Just a few years ago there was a debate over energy policy that included the phrase “drill, baby, drill.” The belief was that if drilling for oil in the U.S. increases so would oil production and gasoline prices would decline.
President Obama, however, did not believe that more drilling and production of oil would have any impact on the price of gasoline. He said that proponents of “drill, baby, drill” could not achieve the goal of driving down gasoline prices to $2.
He said the “three-point plan for $2 gas: Step one is drill, step two is drill, and step three is keeping drilling” would not work.
He went on to say that “the American people aren’t stupid.
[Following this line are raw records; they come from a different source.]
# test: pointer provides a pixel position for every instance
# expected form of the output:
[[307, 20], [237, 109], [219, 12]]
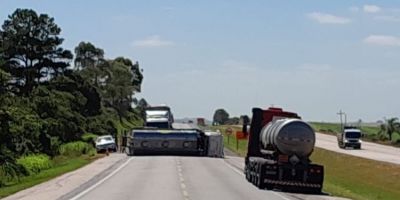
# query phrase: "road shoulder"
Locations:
[[70, 184]]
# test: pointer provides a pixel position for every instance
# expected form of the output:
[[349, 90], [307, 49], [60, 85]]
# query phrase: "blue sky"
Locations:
[[311, 57]]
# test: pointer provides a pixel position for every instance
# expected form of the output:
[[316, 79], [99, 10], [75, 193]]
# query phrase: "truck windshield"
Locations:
[[353, 134]]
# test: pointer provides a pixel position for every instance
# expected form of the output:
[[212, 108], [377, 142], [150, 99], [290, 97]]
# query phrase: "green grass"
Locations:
[[230, 141], [358, 178], [345, 175], [370, 132], [61, 165]]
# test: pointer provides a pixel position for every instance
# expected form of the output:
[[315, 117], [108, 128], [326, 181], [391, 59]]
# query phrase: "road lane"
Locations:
[[209, 178], [368, 150], [146, 178], [177, 178]]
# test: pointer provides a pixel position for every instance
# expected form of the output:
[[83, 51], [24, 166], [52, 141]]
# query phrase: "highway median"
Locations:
[[345, 175]]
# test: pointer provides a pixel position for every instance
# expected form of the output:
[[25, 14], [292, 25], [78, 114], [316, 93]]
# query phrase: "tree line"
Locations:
[[221, 117], [45, 101]]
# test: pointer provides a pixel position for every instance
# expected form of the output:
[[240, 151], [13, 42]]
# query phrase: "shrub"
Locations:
[[89, 138], [34, 163], [75, 148]]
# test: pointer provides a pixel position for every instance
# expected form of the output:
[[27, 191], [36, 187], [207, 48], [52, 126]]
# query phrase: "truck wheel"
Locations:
[[269, 186]]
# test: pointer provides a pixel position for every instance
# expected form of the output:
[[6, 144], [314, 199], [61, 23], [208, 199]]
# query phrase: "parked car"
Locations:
[[105, 142]]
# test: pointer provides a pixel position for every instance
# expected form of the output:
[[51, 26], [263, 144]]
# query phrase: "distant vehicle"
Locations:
[[105, 142], [159, 137], [279, 148], [201, 122], [159, 117], [349, 137]]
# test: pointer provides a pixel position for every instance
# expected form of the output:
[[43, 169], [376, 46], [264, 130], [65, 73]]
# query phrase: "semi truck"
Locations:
[[159, 137], [349, 137], [278, 154]]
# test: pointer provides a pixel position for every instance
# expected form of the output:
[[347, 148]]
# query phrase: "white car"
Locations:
[[105, 142]]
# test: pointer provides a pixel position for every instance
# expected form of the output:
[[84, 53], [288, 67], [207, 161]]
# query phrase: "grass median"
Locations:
[[61, 165], [345, 175]]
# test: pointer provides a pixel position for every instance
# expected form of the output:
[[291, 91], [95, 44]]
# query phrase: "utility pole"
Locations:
[[341, 113]]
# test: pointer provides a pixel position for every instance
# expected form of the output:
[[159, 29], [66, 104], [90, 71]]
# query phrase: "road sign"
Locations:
[[229, 131]]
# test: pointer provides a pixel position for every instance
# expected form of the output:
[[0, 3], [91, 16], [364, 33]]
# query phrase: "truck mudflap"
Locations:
[[182, 142], [269, 175], [292, 183]]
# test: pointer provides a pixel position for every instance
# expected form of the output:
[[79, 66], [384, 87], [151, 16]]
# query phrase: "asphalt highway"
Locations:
[[175, 177]]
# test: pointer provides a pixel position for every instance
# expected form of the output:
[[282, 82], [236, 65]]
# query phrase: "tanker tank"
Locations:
[[288, 136]]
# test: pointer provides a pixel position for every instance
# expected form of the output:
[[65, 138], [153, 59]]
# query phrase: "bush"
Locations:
[[89, 138], [75, 148], [34, 163]]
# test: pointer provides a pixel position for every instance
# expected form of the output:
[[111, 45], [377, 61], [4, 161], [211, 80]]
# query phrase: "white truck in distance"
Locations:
[[349, 137]]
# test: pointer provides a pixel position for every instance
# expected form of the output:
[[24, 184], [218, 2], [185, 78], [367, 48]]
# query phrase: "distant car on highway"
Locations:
[[349, 137], [105, 142]]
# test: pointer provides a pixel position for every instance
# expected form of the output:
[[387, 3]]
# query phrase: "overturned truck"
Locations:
[[158, 137], [279, 149]]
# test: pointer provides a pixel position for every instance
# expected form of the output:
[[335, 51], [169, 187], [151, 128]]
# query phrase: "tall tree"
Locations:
[[390, 126], [137, 76], [31, 49], [141, 105], [90, 59], [220, 116], [118, 88]]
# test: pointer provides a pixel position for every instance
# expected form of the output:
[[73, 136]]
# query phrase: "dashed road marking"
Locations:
[[101, 181], [182, 180]]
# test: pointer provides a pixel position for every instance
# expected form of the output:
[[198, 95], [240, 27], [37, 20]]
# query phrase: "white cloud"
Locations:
[[314, 67], [354, 9], [324, 18], [387, 18], [371, 8], [384, 40], [153, 41]]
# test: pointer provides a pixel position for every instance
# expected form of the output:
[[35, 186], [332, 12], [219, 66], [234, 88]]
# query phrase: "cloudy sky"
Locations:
[[311, 57]]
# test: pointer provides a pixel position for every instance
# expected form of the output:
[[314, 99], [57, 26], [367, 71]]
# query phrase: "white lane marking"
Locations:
[[101, 181], [242, 174], [182, 180], [183, 186]]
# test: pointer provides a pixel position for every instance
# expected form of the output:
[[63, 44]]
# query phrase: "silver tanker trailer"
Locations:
[[279, 147]]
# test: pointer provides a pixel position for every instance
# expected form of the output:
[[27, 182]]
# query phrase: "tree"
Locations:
[[220, 116], [141, 106], [118, 88], [233, 121], [90, 60], [137, 76], [390, 126], [31, 49], [88, 55], [245, 119]]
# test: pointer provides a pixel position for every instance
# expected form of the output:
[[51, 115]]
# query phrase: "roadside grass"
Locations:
[[358, 178], [61, 165], [345, 175], [370, 132]]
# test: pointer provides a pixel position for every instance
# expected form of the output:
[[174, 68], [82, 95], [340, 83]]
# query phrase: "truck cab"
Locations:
[[159, 117], [350, 137]]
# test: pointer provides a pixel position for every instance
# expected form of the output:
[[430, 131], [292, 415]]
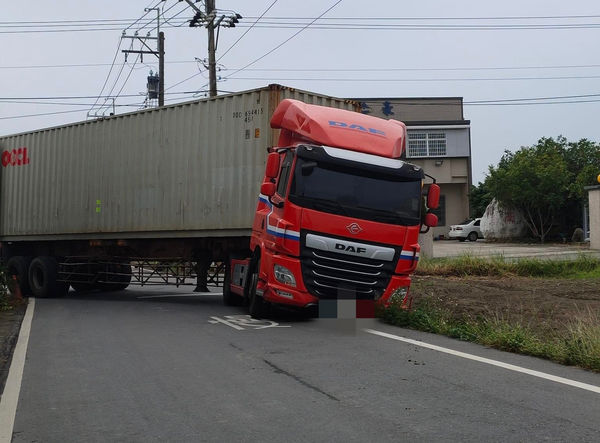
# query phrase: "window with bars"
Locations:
[[426, 144], [441, 211]]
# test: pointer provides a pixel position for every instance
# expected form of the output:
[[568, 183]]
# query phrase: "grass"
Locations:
[[578, 343], [584, 266]]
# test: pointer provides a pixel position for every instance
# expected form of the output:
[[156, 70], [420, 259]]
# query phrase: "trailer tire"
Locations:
[[257, 307], [19, 267], [43, 275]]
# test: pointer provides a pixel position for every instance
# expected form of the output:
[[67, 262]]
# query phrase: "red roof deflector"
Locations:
[[301, 122]]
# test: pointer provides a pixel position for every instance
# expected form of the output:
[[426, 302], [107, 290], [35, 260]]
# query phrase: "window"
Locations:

They know that’s not a plan.”
Well, crude oil production has increased dramatically, and crude oil prices have declined to less than $2 per gallon before taxes.
Crude oil futures for September delivery on the NYMEX closed at $49.59 on Wednesday, and gasoline closed at $1.6448 per gallon.
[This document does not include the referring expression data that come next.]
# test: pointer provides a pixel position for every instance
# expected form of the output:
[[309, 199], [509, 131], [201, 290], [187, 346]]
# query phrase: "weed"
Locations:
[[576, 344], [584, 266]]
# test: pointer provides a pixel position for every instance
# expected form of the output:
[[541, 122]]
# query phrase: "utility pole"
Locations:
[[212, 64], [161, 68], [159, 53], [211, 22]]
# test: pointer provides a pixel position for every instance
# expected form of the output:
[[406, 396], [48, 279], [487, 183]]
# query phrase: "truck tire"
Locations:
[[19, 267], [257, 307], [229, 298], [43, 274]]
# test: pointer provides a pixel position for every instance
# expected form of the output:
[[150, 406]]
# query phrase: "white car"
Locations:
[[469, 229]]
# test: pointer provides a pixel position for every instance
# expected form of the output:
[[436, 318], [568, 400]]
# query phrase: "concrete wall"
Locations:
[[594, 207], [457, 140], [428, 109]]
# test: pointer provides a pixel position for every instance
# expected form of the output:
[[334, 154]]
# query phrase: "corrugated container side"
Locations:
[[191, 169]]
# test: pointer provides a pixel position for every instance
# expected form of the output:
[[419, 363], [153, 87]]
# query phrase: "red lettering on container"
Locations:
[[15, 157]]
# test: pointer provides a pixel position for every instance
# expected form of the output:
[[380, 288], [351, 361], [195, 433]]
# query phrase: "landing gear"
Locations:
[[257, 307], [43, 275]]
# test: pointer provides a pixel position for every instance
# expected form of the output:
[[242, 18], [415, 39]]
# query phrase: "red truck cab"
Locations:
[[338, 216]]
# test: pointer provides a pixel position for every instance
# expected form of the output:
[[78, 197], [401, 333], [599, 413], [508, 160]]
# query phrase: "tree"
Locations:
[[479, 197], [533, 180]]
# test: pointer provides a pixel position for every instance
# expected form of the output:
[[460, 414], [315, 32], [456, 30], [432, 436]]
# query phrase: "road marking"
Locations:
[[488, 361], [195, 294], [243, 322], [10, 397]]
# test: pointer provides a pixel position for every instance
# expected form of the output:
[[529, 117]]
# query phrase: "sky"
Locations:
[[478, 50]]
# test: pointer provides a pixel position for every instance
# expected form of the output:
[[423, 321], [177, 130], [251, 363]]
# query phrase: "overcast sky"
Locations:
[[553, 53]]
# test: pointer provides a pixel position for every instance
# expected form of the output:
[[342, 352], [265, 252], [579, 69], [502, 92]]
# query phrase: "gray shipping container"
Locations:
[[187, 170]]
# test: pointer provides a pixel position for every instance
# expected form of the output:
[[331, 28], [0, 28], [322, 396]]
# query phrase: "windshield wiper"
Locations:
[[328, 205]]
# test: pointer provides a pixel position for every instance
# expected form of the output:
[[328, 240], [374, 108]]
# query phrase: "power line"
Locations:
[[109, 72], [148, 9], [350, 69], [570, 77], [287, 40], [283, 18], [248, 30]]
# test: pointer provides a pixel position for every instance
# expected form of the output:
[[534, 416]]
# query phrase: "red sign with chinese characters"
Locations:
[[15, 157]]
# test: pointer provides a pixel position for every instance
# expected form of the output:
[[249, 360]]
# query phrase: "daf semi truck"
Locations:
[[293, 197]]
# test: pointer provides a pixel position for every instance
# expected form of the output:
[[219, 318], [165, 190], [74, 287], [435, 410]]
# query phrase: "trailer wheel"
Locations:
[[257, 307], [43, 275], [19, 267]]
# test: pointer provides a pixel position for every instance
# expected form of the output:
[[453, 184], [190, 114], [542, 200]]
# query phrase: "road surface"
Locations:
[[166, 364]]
Oil inventories in the US fell by 1.5 million barrels in the week to July 28th, according to the Energy Information Administration (EIA).
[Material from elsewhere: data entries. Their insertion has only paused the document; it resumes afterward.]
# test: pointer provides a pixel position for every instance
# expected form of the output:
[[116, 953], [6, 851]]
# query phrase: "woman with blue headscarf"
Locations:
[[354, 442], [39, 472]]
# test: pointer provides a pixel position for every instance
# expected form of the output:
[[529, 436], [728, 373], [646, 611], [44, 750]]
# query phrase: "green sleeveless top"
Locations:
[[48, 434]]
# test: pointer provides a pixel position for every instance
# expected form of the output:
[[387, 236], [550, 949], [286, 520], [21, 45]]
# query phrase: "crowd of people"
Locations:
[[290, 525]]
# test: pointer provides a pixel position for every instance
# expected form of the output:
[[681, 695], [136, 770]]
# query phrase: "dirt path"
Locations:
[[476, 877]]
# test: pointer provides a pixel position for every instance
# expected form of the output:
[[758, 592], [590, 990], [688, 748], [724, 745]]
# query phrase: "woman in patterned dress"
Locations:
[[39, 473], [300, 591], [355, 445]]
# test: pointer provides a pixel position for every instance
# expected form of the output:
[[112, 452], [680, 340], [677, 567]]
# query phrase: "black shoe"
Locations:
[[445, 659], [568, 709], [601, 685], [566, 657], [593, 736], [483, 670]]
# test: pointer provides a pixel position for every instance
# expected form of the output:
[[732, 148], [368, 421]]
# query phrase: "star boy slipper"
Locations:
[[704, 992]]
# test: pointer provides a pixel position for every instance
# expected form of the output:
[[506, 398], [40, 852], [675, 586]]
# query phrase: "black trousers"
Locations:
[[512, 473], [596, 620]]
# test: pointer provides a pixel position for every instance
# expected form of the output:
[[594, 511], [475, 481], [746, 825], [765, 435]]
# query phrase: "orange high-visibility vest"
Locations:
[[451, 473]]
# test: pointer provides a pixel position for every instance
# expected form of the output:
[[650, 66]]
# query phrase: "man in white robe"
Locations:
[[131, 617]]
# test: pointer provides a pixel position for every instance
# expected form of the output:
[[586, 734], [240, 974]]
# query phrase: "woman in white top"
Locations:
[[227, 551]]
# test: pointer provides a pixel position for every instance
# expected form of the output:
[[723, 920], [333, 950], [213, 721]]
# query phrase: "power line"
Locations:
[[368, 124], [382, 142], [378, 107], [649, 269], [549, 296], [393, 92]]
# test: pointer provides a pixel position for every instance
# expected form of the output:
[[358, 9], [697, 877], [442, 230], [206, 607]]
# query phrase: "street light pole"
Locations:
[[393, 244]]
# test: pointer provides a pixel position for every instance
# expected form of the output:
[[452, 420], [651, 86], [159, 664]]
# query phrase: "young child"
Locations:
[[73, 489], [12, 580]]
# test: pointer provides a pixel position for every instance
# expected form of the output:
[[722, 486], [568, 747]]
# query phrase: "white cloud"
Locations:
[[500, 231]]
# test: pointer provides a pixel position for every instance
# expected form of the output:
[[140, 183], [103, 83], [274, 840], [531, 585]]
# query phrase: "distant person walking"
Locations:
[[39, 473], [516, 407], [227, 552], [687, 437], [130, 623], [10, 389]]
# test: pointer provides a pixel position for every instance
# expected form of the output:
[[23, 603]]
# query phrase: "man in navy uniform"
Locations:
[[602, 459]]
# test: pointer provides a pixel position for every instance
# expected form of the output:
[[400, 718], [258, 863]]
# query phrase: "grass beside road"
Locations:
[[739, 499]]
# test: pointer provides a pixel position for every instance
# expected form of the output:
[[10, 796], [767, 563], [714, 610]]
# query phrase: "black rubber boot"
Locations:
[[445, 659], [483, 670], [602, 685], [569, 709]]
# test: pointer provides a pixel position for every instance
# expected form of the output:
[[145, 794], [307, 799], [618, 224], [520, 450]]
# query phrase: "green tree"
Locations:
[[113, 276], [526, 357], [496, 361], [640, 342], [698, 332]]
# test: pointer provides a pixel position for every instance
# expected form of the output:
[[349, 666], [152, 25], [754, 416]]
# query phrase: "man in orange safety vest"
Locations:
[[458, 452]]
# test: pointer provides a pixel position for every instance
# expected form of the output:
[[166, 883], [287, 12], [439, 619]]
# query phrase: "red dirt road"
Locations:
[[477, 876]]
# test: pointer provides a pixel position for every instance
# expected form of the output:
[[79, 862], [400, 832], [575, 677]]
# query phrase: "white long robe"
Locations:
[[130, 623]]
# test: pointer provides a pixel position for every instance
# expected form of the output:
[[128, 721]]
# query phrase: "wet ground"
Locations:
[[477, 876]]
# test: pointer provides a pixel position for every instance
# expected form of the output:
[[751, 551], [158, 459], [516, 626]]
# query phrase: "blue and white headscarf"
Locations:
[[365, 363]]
The report also showed estimated weekly gasoline demand at a record high 9.842 million barrels.
Distillate demand is 14.5 percent higher than during the same period last year.
Oil prices came under pressure last week on news top oil producing countries may be boosting output. OPEC oil output rose in July to a 2017 high, a recent survey found, led by a further recovery in supply from Libya, one of the countries exempt from a production-cutting deal. Iran’s oil exports also increased. Russia’s oil output stood at 10.95 million bpd in July, unchanged for a third month and in line with its pledge to curb production, government data showed on Wednesday.
EIA projects U.S. oil production will average almost 10 billion barrels a day in 2018, which would beat the previous record of 9.6 billion in 1970.
Whether or not you are an advocate of the “drill, baby, drill” plan, the fact remains that the increase in drilling and oil production has created an oversupply of petroleum, which has caused gasoline prices to drop below $2.